A perversidade abunda em Francisca; não apenas no desejo masculino por Fanny (…), mas também na cumplicidade masoquista de Fanny com o papel que José Augusto lhe dá. E se o objectivo humano supremo é a busca da felicidade, o que poderia ser mais perverso do que entregar a própria vida à anedonia? Grande parte da sequência inicial do filme é dedicada ao estabelecimento da amizade (e desprezo) compartilhada por José Augusto e Camilo. O foco logo muda, no entanto, para a paixão, sequestro e casamento de José Augusto com Fanny, uma jovem sobre a qual ele pode projectar as suas fantasias de sofrimento romântico byroniano . (…) Seria uma leitura errada interpretar Fanny como a vítima passiva nesta dinâmica. Como mulher do seu tempo, ela é prisioneira de seu género e classe, presa numa situação diabólica quando José Augusto a rejeita. Mas ela também é uma leitora ardente de Byron e abraça estoicamente seu próprio sofrimento, afirmando que ama José Augusto “da maneira que Deus ama os pecadores”. No entanto, há brechas na sua obediência: numa cena, confronta José Augusto sobre os seus maus tratos; noutra, expressa o seu desejo de conquistá-lo sexualmente.
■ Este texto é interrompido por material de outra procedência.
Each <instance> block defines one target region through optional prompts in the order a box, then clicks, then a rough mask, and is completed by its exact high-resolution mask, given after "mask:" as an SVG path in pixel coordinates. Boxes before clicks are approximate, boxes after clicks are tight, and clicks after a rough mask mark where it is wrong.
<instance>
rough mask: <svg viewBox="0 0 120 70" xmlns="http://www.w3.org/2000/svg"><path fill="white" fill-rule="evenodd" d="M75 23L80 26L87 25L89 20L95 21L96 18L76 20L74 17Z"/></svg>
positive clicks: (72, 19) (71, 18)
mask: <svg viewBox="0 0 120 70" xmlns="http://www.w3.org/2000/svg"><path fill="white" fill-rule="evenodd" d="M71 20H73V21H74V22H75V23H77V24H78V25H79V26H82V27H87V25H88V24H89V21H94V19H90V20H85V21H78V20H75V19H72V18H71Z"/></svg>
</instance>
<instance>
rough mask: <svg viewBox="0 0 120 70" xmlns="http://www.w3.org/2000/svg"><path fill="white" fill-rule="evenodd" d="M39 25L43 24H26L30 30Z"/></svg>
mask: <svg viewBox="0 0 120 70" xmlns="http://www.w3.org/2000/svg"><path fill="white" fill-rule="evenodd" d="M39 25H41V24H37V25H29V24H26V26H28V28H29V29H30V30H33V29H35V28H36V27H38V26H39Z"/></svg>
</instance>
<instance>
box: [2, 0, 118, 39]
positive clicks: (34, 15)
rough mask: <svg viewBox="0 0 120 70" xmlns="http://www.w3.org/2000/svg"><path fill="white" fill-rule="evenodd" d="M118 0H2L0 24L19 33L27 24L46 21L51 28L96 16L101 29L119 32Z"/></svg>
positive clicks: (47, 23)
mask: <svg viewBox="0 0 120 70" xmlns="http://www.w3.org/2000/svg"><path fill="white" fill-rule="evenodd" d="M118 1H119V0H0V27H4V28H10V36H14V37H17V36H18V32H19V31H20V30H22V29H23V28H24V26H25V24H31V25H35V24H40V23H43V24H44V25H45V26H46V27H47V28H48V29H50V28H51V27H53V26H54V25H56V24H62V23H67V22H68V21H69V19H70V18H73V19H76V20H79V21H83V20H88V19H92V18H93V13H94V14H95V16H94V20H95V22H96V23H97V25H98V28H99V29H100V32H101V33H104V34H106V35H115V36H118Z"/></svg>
David Heslin, “The God Anhedonia: Manoel de Oliveira’s Francisca”, in Senses of Cinema, September 2016.
Num certo sentido, Oliveira transportava e dava nome a uma ideia de cinema, e a forma como a “vox populi” se apropriou dela, sobretudo a partir dos anos 80 (quando Oliveira se tornou de facto um “emblema”) mostra-o bem, em todas as suas contradições: Portugal, e os portugueses, aprenderam a admirar a figura de Manoel de Oliveira ao mesmo tempo que se desinteressavam, quando não detestavam, a ideia do seu cinema e do que ele representava. É bem verdade que os cento e tal mil espectadores de Francisca, no princípio dos anos 80, terão sido já nesse tempo um fenómeno anómalo, mas não deixa de ser uma contradição dilacerante que nos últimos anos, quando se começaram a suceder as consagrações “oficiais” de Oliveira, o público para os seus filmes tenha também diminuído de forma dramática, cortando até a possibilidade do escândalo ou da indignação – seria hoje impossível outro caso Amor de Perdição, o cinema, e particularmente o português, é hoje seguido com uma indiferença que não o permitiria.
Luís Miguel Oliveira, in Publico, “O mistério de Manoel de Oliveira“, 3 de Abril de 2015.
Francisca é um filme que, não convirá esquecer, foi realizado por um septuagenário entradote que os novos turcos do cinema viam como figura tutelar (o Renoir deles – e o nosso?). O próprio Oliveira pensava já em fechar ciclos e encerrar projectos. Logo após a rodagem de Francisca decidiu fazer o seu filme póstumo, Visita ou Memórias e Confissões (1982), porque antecipava o seu fim terreno como coisa breve. Um canto de cisne sobre a derrota de uma batalha perdida contra a liquidação de dívidas resultantes da delapidação da sua fábrica de passamanarias durante o PREC [batalha pessoal perdida que antecipava já as série de batalhas nacionais perdidas de NON ou a Vã Glória de Mandar (1990)]. Não sabia ele que o grosso da sua obra estava ainda por vir. Francisca é portanto um objecto híbrido que fecha e abre portas na obra de Manoel de Oliveira. Ler o que se escreveu sobre o filme, ao longo dos anos, mas especialmente à data da sua estreia, é espreitar por essas janelas (cada qual aberta, de par em par, para uma paisagem diferente). Cabe agora abrir as portinholas que urgem ser abertas e defenestrar o que urge ser defenestrado.